Le Monde (avec AFP) - Face à l’ampleur prise par la campagne « Ne les exécutez pas », le dossier de trois hommes arrêtés (condamnés à l'exécution) lors du mouvement de contestation de l’automne 2019 sera réexaminé.
Lorsque les Iraniens ont commencé leur campagne virtuelle « Ne les exécutez pas », presque personne n’avait l’espoir que cette démarche puisse sauver la vie de trois jeunes manifestants condamnés à mort. Or ce simple mot dièse en persan, utilisé 10 millions de fois sur Twitter et largement relayé sur Instagram, a porté ses fruits. Ce dimanche 19 juillet, la justice iranienne a suspendu la peine capitale d’Amir Hossein Moradi, de Said Tamjidi et de Mohammad Rajabi, trois Téhéranais condamnés à la peine capitale pour avoir pris part à la contestation antipouvoir de novembre 2019. Leur dossier sera réexaminé.
Seulement vingt-quatre heures après son lancement, le 14 juillet, cette campagne, remarquable par son ampleur et son étendue, avait poussé la justice iranienne à laisser les avocats des trois condamnés consulter, pour la première fois, le dossier.

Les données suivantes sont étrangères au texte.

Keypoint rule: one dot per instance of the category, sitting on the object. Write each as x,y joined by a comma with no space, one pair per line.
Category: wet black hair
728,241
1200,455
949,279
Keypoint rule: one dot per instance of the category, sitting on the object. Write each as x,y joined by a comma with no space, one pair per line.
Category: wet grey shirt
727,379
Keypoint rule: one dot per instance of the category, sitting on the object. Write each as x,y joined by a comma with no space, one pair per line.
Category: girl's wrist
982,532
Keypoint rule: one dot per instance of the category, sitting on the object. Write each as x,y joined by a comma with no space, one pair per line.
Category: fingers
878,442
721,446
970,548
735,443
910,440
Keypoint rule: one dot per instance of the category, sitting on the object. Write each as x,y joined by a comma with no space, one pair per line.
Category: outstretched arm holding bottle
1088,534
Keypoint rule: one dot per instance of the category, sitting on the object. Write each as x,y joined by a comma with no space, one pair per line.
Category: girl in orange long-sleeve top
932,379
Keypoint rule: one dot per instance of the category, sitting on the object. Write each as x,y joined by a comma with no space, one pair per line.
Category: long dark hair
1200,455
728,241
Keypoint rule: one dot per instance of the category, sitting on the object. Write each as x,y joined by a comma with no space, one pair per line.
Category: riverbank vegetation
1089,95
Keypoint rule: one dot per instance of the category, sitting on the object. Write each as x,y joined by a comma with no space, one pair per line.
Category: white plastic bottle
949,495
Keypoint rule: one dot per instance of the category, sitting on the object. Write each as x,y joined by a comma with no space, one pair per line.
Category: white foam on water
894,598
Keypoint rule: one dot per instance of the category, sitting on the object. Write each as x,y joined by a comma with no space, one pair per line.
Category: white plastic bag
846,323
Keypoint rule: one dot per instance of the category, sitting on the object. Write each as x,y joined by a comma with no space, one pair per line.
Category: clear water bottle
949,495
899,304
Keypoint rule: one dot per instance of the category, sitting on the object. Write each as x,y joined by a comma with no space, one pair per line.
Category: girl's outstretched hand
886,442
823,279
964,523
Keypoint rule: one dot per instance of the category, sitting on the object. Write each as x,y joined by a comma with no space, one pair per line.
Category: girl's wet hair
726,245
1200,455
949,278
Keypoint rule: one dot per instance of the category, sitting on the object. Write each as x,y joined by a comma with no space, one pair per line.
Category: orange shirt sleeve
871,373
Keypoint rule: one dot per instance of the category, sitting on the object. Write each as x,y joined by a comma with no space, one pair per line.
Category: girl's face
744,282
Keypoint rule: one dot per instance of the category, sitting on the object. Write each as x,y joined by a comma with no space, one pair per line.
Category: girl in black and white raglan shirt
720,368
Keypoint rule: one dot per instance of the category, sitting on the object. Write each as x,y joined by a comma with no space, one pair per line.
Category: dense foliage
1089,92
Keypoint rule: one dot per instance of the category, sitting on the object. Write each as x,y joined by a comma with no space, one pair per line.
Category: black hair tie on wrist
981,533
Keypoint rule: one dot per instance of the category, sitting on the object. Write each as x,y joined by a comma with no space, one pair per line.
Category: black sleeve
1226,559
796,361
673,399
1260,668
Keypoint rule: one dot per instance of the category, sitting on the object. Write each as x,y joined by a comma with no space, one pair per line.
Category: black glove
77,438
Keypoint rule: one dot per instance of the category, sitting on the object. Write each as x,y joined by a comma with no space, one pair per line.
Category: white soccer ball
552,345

Ils ont ensuite pu rédiger une demande de réexamen de l’affaire et l’adresser à la justice.
En novembre 2019, suite à l’annonce d’une hausse des prix à la pompe par l’Etat iranien, des manifestations avaient éclaté sur l’ensemble du territoire, se transformant rapidement en contestation politique contre les dirigeants du pays. L’organisation Amnesty International estime que la répression du mouvement a fait au moins 304 morts et que des milliers de manifestants ont été interpellés. Pour empêcher la diffusion d’informations, Internet avait été coupé dans tout le pays pendant une semaine, une première dans l’histoire de la République islamique d’Iran.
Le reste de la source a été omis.